Ingredients

The following ingredients have 4 Servings
  • 1 lb penne pasta
  • 1 cup sour cream
  • 2 large eggs
  • 1 15- ounce container ricotta cheese
  • 1/4 cup grated Parmesan cheese
  • 3 cups shredded cooked chicken
  • 2 cups mozzarella cheese
  • chopped parsley (for garnishing (optional))
  • 3/4 cup butter
  • 1 1/2 cups heavy cream
  • 3 cups freshly grated Parmesan
  • coarse salt & freshly ground black pepper (to taste)

Instruction

  • Preheat the oven to 350F.
  • Cook the pasta according to the package directions.
  • Meanwhile, place the butter and heavy cream in a saucepan and heat until the butter is melted and the mixture is very warm.

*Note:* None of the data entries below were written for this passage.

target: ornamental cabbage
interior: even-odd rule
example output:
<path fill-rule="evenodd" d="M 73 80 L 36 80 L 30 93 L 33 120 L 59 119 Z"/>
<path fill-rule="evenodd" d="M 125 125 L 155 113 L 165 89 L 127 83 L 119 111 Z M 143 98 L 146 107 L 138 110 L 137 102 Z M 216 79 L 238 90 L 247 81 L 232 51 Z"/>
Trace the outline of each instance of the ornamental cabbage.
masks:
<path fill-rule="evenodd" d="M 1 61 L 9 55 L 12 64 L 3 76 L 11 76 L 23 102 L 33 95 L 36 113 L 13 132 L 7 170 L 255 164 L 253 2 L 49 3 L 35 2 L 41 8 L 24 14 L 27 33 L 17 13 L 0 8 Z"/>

Slowly stir in the parmesan until it's completely smooth. Season to taste with salt and pepper.
  • Stir the sour cream into the prepared Alfredo sauce. Add the cooked pasta and set aside.
  • Lightly beat the eggs in a small bowl. Stir in the ricotta cheese and parmesan, mix thoroughly. Stir in the shredded chicken and set aside.
  • Spray a 13×9 baking dish with cooking spray. Put half of pasta mixture on bottom of baking dish. Spoon the ricotta mixture over and top with remaining pasta mixture. Sprinkle with mozzarella cheese.
  • Bake for 25 minutes or until bubbling hot and cheese is golden brown. Sprinkle with the chopped parsley.